Tesla officially announced the time for reaching 60miles/h speed is 6.0 seconds.

If i choose a "AWD" option or any options for that, it can be posssilbe to reducing time for reaching that speed?

how do you think?


----------



## Van Shrider (Apr 3, 2016)

Take a look on the Model S design site. It will be a similar effect. Going from 70 to 70D takes the S from 5.5 to 5.2 .
A little bigger battery and dual motor a lot better.
It will be the same effect and to scale.

ALSO, don't put it past Elon to pull a fast one with the world of competition watching. So for now he says 6 seconds. The competition banks on that and puts out something similar or just under it at 5.8 on their base model. THEN the second reveal comes along and he says, oh by the way, we have improved it to 5.5.
We just saw this effect. He told everyone that the Model 3 would have at least a 200 mile range.......Bolt is announced with 200 mile range.....reveal #1 comes around and surprise it gets 215 range. ....Now Chevy is scrambling to lift the range on the Bolt. (Source: InsideEvs)


----------



## Gary Moore (Apr 10, 2016)

Yes, getting about double the torque to all four tires without greatly increasing the vehicle weight increases acceleration significantly, according to Newton's Second Law of Motion. 

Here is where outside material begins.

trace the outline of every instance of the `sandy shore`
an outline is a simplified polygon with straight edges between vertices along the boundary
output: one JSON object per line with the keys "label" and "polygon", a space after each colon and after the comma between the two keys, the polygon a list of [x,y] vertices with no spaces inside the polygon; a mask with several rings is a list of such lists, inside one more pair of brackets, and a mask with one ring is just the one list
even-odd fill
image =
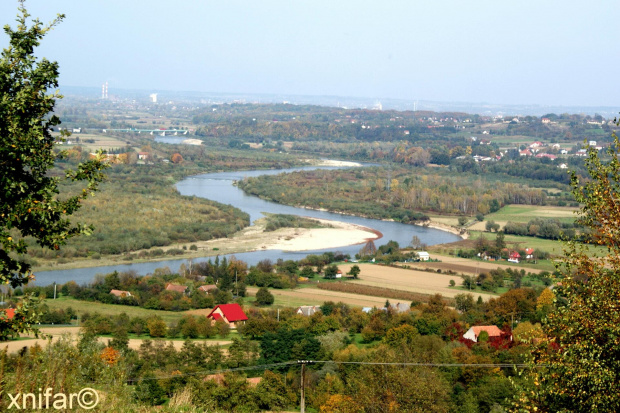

I once owned a Fiero GT, which internally was basically a lighter-skinned, two-seat Chevy Citation with many of those components reversed front to back. Pontiac sneaked approval of it through board meetings as a "two-seat commuter car." 

GM once had a prototype Fiero with a V8 in the back at the Milford Proving Grounds. Safety inspectors did not like the idea of a car doing wheelies. (Too light up front, too much torque in back.)

More fatally, Duntov and Chevy did not like the idea of a product beating the 'Vette in the quarter mile. Not gonna happen.


----------